To prevent the possibility of CIN we should ensure that our patients are definitely not dehydrated and if renal function is mildly or moderately impaired consideration should be given to actively ensuring good hydration by preparation with intravenous fluids as we do for iodinated contrast media.
Where patients with severe renal impairment are considered for MRI with contrast, a judgement needs to be made as to whether the risks of GBCA use as we currently perceive them outweigh the risks of alternative imaging techniques such as those for vascular imaging, the hazards of conventional arteriography with arterial puncture, ionizing radiation and iodinated contrast media.

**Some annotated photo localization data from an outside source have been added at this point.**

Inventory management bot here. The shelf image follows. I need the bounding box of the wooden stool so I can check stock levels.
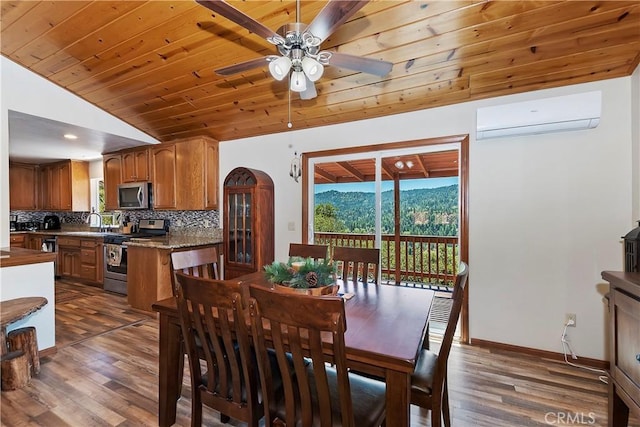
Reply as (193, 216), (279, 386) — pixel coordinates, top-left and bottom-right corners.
(0, 350), (31, 390)
(0, 297), (47, 390)
(7, 326), (40, 377)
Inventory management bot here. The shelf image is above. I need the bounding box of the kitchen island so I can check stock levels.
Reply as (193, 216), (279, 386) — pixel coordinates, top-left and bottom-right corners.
(125, 234), (222, 311)
(0, 247), (56, 356)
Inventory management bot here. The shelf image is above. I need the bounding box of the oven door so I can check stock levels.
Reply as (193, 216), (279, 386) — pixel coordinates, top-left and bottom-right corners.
(103, 244), (127, 295)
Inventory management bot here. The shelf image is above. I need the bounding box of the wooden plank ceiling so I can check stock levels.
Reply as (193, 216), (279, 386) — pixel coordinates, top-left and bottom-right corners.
(0, 0), (640, 174)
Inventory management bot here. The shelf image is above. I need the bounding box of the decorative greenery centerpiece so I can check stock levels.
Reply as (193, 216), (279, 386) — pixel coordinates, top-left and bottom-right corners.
(264, 257), (336, 289)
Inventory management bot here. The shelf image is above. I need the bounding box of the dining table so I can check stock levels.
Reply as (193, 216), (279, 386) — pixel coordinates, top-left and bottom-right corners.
(152, 271), (434, 427)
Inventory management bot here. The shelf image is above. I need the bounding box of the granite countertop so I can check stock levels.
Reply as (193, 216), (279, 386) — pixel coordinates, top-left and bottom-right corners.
(124, 234), (222, 249)
(11, 230), (120, 237)
(11, 229), (222, 249)
(0, 248), (56, 267)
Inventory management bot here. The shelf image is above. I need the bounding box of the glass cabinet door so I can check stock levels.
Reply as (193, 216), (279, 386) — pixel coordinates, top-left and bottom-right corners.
(227, 192), (254, 265)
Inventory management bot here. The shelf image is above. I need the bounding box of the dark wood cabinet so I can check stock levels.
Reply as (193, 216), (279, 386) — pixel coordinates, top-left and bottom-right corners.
(39, 160), (90, 212)
(9, 233), (27, 248)
(9, 162), (38, 211)
(102, 154), (122, 210)
(602, 271), (640, 427)
(223, 168), (275, 279)
(151, 144), (177, 209)
(57, 236), (104, 284)
(122, 147), (149, 182)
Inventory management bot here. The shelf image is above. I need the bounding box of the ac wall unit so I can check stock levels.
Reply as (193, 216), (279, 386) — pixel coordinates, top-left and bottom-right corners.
(476, 91), (602, 140)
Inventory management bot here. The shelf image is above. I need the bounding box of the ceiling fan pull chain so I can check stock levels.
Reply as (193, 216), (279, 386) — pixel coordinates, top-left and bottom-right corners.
(287, 78), (293, 129)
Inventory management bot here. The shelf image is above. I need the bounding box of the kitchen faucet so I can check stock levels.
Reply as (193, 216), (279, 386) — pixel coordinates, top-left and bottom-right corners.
(85, 210), (103, 231)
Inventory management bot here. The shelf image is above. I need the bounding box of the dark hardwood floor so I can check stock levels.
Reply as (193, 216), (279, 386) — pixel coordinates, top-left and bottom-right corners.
(0, 281), (640, 427)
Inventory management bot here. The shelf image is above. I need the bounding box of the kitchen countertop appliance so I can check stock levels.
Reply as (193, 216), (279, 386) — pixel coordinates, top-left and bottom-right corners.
(42, 215), (60, 230)
(103, 219), (170, 295)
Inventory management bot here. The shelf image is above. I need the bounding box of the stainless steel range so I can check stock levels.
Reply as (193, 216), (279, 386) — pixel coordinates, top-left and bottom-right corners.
(103, 219), (169, 295)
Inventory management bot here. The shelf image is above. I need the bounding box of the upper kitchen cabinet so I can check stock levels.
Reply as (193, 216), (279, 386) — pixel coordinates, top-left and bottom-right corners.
(9, 162), (38, 211)
(150, 137), (218, 210)
(122, 147), (149, 182)
(102, 153), (122, 211)
(151, 144), (177, 209)
(39, 160), (90, 212)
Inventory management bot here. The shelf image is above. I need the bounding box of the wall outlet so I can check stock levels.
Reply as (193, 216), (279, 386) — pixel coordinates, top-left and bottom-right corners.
(564, 313), (576, 327)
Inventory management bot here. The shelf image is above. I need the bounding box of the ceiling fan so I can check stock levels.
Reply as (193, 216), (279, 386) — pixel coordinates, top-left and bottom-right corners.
(196, 0), (393, 99)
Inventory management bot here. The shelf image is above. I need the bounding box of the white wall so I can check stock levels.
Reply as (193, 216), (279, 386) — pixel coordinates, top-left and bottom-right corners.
(220, 77), (638, 359)
(0, 56), (156, 247)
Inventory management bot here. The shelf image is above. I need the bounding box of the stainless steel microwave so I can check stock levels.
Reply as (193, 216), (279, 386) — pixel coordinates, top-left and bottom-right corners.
(118, 182), (151, 209)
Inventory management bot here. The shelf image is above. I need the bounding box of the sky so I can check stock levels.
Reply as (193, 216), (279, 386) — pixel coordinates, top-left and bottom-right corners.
(314, 176), (458, 194)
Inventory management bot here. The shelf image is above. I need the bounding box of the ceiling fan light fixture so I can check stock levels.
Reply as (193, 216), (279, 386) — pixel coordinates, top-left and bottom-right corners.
(290, 71), (307, 92)
(269, 56), (291, 81)
(302, 56), (324, 82)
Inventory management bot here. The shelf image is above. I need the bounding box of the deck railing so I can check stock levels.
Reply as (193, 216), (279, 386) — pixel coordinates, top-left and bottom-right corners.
(314, 233), (459, 286)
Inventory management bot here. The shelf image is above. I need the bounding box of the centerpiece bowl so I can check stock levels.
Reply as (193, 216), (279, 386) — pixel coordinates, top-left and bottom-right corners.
(264, 257), (339, 296)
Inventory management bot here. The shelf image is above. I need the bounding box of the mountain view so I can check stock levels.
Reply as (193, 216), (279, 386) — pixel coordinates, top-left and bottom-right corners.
(315, 184), (458, 236)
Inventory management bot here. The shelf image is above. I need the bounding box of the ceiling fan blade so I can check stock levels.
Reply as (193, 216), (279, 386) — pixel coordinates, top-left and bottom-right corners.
(196, 0), (284, 45)
(329, 52), (393, 77)
(214, 55), (277, 76)
(300, 76), (318, 99)
(305, 0), (369, 46)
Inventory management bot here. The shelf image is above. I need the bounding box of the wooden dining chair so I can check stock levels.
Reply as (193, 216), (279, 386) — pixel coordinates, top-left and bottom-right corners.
(333, 246), (380, 283)
(249, 285), (385, 427)
(175, 272), (264, 427)
(411, 262), (469, 427)
(289, 243), (329, 260)
(171, 246), (220, 295)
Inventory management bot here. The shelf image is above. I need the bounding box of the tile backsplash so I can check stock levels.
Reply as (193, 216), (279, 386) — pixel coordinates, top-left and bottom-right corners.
(10, 210), (220, 235)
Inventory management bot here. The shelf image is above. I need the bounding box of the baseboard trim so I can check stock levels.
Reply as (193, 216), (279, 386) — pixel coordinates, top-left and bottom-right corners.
(470, 338), (609, 370)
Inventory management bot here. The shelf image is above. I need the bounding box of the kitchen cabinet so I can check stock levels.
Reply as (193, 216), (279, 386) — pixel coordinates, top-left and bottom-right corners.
(122, 147), (149, 182)
(40, 160), (90, 212)
(602, 271), (640, 427)
(57, 237), (80, 279)
(80, 239), (103, 283)
(102, 153), (122, 211)
(151, 143), (182, 209)
(57, 236), (104, 284)
(127, 245), (219, 311)
(223, 168), (275, 279)
(9, 162), (38, 211)
(150, 137), (219, 210)
(25, 234), (44, 251)
(9, 233), (27, 248)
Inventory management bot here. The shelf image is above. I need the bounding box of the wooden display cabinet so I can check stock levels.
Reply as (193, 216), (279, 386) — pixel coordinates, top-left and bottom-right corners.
(602, 271), (640, 427)
(223, 167), (275, 279)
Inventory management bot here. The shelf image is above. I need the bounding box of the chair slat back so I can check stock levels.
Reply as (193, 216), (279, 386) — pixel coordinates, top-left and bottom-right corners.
(289, 243), (329, 260)
(175, 272), (262, 425)
(249, 285), (354, 427)
(436, 262), (469, 376)
(171, 246), (220, 295)
(333, 246), (380, 283)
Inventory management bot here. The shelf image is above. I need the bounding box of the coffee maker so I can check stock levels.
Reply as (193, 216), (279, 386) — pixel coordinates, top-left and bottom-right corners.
(42, 215), (60, 230)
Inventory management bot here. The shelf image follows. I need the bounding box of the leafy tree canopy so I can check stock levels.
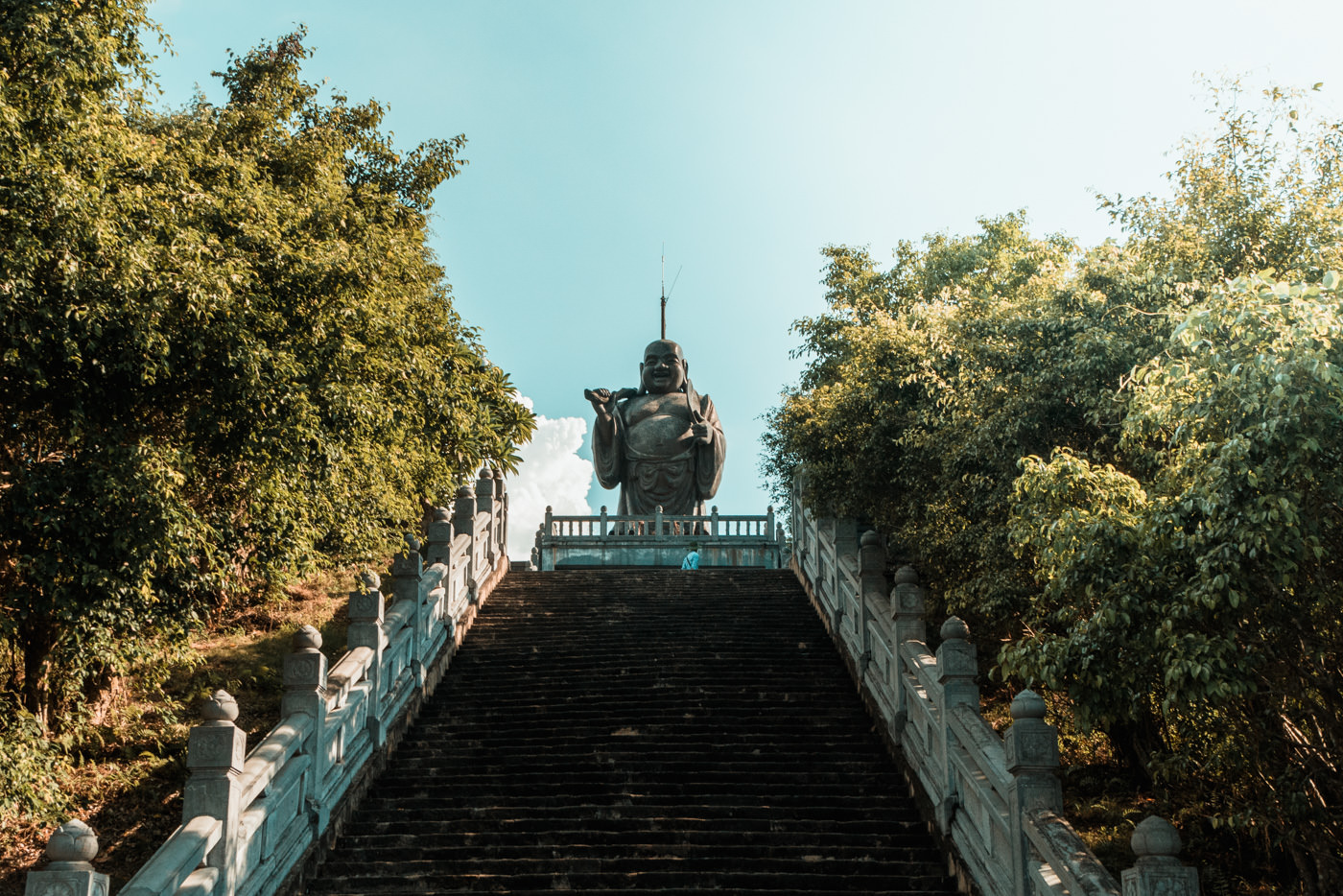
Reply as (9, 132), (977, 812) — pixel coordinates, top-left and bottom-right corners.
(0, 0), (533, 724)
(765, 83), (1343, 893)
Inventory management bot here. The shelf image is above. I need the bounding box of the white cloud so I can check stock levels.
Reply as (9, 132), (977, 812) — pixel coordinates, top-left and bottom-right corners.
(507, 395), (592, 560)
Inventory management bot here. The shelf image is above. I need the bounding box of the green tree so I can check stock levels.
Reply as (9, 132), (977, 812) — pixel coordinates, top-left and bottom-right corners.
(0, 0), (533, 725)
(765, 83), (1343, 892)
(1001, 272), (1343, 893)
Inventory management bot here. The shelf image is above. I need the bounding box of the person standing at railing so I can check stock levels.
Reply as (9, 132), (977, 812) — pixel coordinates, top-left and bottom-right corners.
(583, 340), (728, 526)
(681, 541), (699, 570)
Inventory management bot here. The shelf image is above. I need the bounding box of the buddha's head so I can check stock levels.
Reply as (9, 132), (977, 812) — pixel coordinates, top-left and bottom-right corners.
(639, 339), (689, 393)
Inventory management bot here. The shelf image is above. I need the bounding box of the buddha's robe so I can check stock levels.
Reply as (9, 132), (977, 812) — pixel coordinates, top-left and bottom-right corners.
(592, 390), (728, 516)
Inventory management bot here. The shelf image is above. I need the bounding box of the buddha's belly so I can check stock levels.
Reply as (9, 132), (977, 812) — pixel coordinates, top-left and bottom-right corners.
(624, 413), (691, 459)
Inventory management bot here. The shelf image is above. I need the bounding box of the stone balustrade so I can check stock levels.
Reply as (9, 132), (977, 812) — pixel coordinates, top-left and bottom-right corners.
(791, 490), (1198, 896)
(531, 507), (785, 570)
(26, 470), (507, 896)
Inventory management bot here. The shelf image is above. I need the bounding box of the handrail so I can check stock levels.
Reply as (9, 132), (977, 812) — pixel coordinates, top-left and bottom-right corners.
(531, 507), (786, 570)
(27, 470), (507, 896)
(791, 483), (1198, 896)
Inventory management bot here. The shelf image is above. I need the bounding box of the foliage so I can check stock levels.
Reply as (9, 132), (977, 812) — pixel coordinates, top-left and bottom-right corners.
(1003, 272), (1343, 892)
(765, 83), (1343, 893)
(0, 0), (533, 727)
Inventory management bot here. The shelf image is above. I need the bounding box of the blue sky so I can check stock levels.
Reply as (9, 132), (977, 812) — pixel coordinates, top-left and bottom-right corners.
(151, 0), (1343, 537)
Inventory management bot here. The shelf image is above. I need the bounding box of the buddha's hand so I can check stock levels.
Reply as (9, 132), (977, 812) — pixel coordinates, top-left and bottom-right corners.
(583, 389), (615, 419)
(691, 409), (713, 444)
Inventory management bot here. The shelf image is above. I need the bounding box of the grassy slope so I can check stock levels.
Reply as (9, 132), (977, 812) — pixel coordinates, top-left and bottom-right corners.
(0, 574), (353, 896)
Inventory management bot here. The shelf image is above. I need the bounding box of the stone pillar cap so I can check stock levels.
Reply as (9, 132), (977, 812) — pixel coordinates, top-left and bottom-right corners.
(290, 625), (322, 651)
(47, 818), (98, 863)
(1128, 815), (1182, 859)
(1011, 689), (1045, 719)
(200, 688), (238, 722)
(939, 617), (972, 645)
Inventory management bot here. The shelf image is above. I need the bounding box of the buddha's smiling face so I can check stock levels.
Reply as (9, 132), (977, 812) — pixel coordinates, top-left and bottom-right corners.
(639, 339), (686, 393)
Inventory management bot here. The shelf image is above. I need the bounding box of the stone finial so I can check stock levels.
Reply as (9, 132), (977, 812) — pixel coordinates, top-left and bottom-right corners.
(939, 617), (972, 645)
(47, 818), (98, 870)
(1009, 693), (1045, 721)
(1128, 815), (1182, 859)
(890, 566), (928, 644)
(200, 688), (238, 724)
(290, 626), (322, 653)
(24, 819), (108, 896)
(1120, 815), (1198, 896)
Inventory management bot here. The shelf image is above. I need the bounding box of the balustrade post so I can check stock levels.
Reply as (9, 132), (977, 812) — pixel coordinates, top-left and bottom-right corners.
(392, 533), (426, 688)
(345, 570), (389, 747)
(490, 470), (507, 553)
(279, 626), (330, 835)
(1120, 815), (1198, 896)
(860, 531), (886, 677)
(424, 507), (453, 566)
(1003, 691), (1064, 896)
(476, 469), (498, 570)
(23, 818), (108, 896)
(890, 566), (928, 743)
(181, 691), (247, 893)
(453, 485), (475, 585)
(933, 617), (979, 833)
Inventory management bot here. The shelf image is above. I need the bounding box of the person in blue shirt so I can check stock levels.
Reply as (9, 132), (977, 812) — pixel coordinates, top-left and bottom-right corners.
(681, 543), (699, 570)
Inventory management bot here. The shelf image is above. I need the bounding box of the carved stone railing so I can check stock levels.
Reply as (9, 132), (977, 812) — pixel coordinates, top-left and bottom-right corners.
(26, 470), (507, 896)
(531, 507), (785, 570)
(791, 492), (1198, 896)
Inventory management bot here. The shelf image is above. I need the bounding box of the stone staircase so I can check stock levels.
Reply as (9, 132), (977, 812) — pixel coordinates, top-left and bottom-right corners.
(305, 568), (954, 896)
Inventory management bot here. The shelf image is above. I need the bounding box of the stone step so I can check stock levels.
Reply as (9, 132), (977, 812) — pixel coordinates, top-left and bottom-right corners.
(306, 570), (954, 896)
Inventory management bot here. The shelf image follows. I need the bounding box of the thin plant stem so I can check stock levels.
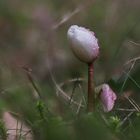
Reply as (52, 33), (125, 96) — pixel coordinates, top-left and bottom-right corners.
(87, 62), (94, 112)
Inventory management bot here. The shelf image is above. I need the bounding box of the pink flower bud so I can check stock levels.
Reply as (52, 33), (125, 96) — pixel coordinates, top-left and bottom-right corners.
(100, 84), (117, 112)
(67, 25), (99, 63)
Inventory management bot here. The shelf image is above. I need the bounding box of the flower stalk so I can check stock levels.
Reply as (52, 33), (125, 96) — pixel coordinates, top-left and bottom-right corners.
(87, 62), (95, 112)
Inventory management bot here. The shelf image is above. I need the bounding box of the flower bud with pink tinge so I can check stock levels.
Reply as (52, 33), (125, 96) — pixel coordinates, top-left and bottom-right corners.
(100, 84), (117, 112)
(67, 25), (99, 63)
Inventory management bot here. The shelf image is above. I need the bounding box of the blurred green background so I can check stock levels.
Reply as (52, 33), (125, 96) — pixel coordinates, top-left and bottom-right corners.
(0, 0), (140, 140)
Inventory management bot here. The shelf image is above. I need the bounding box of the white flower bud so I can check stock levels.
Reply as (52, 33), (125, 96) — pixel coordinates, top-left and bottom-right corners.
(67, 25), (99, 63)
(100, 84), (117, 112)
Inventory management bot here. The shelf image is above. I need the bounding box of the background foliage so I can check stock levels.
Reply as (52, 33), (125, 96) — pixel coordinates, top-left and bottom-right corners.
(0, 0), (140, 140)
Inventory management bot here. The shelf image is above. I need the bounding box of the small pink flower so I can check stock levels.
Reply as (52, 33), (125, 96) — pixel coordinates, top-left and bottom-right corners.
(67, 25), (99, 63)
(100, 84), (117, 112)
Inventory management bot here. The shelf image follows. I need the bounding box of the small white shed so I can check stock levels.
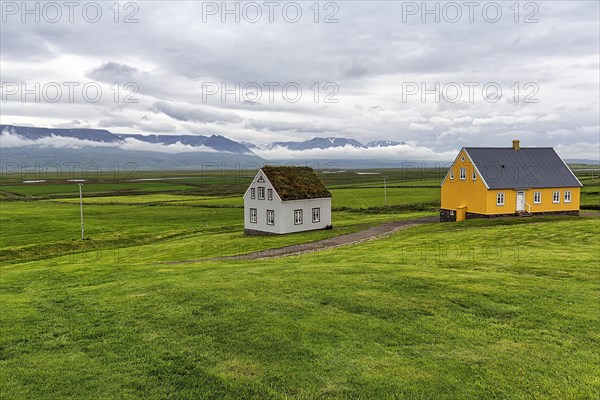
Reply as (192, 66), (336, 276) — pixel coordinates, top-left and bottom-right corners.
(244, 166), (331, 236)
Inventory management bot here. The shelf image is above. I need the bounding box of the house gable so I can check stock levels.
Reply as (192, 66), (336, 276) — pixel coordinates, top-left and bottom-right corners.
(261, 165), (331, 201)
(243, 169), (283, 201)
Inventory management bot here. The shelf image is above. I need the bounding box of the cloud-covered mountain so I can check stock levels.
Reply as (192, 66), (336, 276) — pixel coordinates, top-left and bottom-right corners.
(0, 125), (253, 155)
(265, 137), (365, 151)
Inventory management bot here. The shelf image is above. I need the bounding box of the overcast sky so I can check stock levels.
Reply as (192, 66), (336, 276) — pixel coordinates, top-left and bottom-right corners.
(1, 1), (600, 159)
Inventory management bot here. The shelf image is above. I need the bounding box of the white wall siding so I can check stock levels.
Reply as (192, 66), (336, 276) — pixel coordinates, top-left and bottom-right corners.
(281, 197), (331, 233)
(244, 171), (331, 234)
(244, 175), (284, 233)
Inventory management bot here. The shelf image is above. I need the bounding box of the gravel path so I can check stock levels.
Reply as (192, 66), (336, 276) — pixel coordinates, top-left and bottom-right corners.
(165, 216), (440, 264)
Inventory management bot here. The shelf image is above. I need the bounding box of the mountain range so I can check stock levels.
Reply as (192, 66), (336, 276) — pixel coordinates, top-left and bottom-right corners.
(0, 125), (404, 155)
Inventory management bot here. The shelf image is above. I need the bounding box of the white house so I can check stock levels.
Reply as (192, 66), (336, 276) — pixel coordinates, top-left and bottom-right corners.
(244, 166), (331, 235)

If GBCA are to be used then the lowest dose feasible is currently advocated (such as half the usual dose) and here GBCAs with increased specific relaxivity could be advantageous. The formulation of the GBCA used also appears to be important with the cyclic chelates having highest stability constants, indeed there are currently no unconfounded cases of NSF published in the peer-reviewed literature in association with any of the cyclic agents. When the scan is planned close liaison with the patient's renal physician is clearly important, particularly in order to optimize the patient's milieu interieur with dialysis both prior to the study and also to schedule dialysis immediately post-procedure where this is practicable.
Conclusion
GBCAs remain extremely safe for the vast majority of patients and examinations notwithstanding the recent links to NSF in patients with established severe renal failure. The finding of a potential connection between GBCAs and the development of NSF in patients with severe renal failure is a reminder that as radiologists we must remain vigilant to the safety of all the procedures that we perform. The state of our knowledge regarding NSF and GBCAs continues to evolve and as it does guidelines and practice will clearly develop and radiologists involved in MRI will have to keep abreast of these changes. I believe that the re-assessment of the safety of these agents will lead to a better understanding of them by the radiology community. The necessary update in education of all healthcare professionals involved in the care of patients undergoing MRI and the increased attention paid to the patient as a whole can only ultimately be for the good.